Architecture studio in Prague

A69 Architects is an architecture studio in Prague-Braník, Czech Republic. It was founded in 1994 in Cheb by Boris Redčenkov and Prokop Tomášek as the association Atelier 69 – architects, since 2003 as A69 – architects. The studio is doing design work on one-family houses with characteristic features as well as urban planning.

== History ==
In 1994, Boris Redčenkov and Prokop Tomášek founded Atelier 69 – Architects. Later in 1997 Jaroslav Wertig became a partner to the Atelier.

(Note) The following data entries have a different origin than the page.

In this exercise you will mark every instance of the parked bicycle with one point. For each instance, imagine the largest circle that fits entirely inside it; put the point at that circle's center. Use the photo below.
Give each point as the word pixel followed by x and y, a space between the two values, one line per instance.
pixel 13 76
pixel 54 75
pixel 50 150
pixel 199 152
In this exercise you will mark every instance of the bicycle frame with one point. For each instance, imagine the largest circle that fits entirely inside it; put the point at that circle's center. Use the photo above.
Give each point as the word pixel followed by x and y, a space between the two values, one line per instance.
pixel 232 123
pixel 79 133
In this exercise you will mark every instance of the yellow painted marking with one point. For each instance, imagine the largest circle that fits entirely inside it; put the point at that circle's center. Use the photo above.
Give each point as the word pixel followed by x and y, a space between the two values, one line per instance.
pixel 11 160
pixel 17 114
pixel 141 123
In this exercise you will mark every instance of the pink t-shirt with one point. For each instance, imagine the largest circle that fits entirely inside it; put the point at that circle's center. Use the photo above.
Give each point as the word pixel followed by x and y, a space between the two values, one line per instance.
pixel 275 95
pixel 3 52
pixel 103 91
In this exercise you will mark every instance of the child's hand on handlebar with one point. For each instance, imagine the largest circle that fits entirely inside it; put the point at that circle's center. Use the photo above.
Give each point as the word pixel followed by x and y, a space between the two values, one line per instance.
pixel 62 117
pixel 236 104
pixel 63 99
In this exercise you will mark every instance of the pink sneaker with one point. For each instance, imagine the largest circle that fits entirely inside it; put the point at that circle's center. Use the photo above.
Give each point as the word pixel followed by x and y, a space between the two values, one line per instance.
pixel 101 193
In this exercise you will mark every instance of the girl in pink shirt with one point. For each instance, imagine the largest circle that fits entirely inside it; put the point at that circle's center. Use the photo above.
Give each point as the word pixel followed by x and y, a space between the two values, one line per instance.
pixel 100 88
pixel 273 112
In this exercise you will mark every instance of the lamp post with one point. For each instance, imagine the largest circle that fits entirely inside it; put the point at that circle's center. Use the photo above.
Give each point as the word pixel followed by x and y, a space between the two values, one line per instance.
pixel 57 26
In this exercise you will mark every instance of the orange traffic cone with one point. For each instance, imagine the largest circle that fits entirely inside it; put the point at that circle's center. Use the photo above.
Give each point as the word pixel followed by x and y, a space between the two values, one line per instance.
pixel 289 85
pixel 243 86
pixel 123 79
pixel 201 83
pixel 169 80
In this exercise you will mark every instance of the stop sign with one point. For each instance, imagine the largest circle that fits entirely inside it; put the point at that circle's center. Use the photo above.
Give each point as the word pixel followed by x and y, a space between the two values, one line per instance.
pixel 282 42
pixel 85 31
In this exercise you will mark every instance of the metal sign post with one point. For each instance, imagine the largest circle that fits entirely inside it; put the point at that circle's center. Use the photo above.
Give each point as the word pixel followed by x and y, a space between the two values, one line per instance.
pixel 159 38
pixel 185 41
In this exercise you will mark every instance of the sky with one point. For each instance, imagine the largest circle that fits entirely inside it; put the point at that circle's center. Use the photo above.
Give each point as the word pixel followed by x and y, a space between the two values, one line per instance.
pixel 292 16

Today the atelier is known as A69 – architects s.r.o. The studio first started in Cheb.

== Projects ==

=== On-going projects ===
- Florenc Bus Station Competition (Prague)
In the spring of 2021, UNIT architects, A69 architects and the London studio Marko & Placemakers won the competition for the design of the bus station in Prague's surroundings and its surroundings. "The winning design won us over for its urban solution with a reasonable scale and the design of the connection between Těšnov and Žižkov with a new public space at the foot of Žižkov. In addition, it addresses the possibility of a future relocation of the main road in the Těšnov area, which gives the opportunity to create a new city park.
- Smíchov City Design (Prague)
The Smichov City design started in 2020 with the development of the first phase- the northern stage- which is building 15,000m^{2} of offices, restaurant, market, and shopping spaces, as well as apartments.

=== Past projects ===
- Reconstruction of a family house (Stará Boleslav), 2020
- Extension of the Sanatorium Dr. Peták (Františkovy Lázně), 2006
- EggO House (Prague, Czech Republic), 2006
- Villa Lea (Slatina), 2005
- House – Plot (Cheb), 2004
- Sanitorium Dr. Peták (Františkovy Lázně), 2001

== Awards ==

- '17 BigMat Home of Builders, International Architecture Award. The Prototype of the House in Posazavi.